As we walk on, Martha comments, “My onions were very successful, I think my potatoes are successful.” She has small gray-green melons, a French variety I was not familiar with called ‘Petit Gris de Rennes.’ Then there was “a whole row of purple asparagus,” and we walk by chives and iris before Martha points out the artichoke she started in planters, a first for her. She’s got plenty of honeynuts coming in, a butternut squash variety, but smaller. Then there’s a plentiful bed of raspberries, she has three kinds of red and a yellow one. We pass her kousa dogwood, boxwoods, and pie cherries. She has a Japanese black pine, a dwarf tree.

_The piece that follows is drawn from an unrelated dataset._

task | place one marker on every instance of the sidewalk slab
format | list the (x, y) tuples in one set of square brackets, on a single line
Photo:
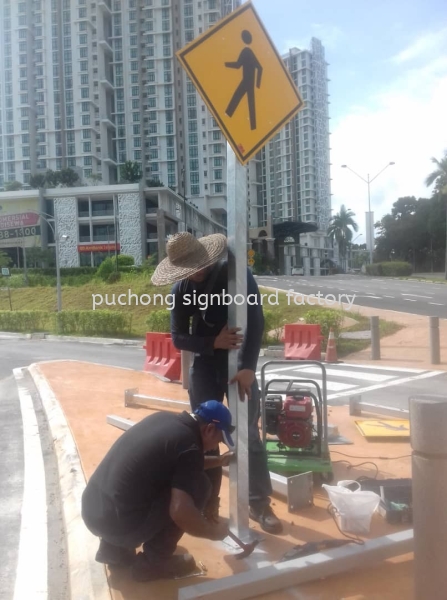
[(409, 347), (87, 393)]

At one time her property had a few horses, so Martha appreciates how great the soil is, even though it’s “sandy, but not super-sandy.” Martha used a kit to add a greenhouse last March. It opens from both ends, uses polycarbonate for the windows, has a pop-up on top, has a built-in sprayer from both the top and sides, manufactured by Riverstone Industries, made in the U.S. The greenhouse is set between her husband’s music studio and the road, creating more privacy from the road as well. She has bamboo in containers that was not happy being in the path of the wind. She explains, “I’m really interested in building bamboo fences and growing the raw materials.” She has plenty of both red and yellow onions besides leeks growing. Martha had read about a container technique for leeks that uses a can (both ends cut) around the base. She says, “You build them up to create a big long shank.” The deer had been enjoying her cherry tomatoes, something she hopes won’t happen once a fence is in place.

In the last bed we walk by, there are potatoes including “russet, purple flesh, a Yukon gold type — a German butterball, and at the bottom are pink and purple skin with a white flesh.” Another experiment is her purple sprouting broccoli, “which is supposed to be overwintered and blooms the next spring. I planted it really early hoping it would be fooled, but it wasn’t fooled.” She’ll put them in the greenhouse for the winter, and hopes she’ll be planting them next year.

Martha’s garden is nothing short of miraculous. Her dedication, curiosity, and joy are clearly evident. I am grateful she allowed me to learn about her garden, and know it will only become more fruitful and interesting as each season passes.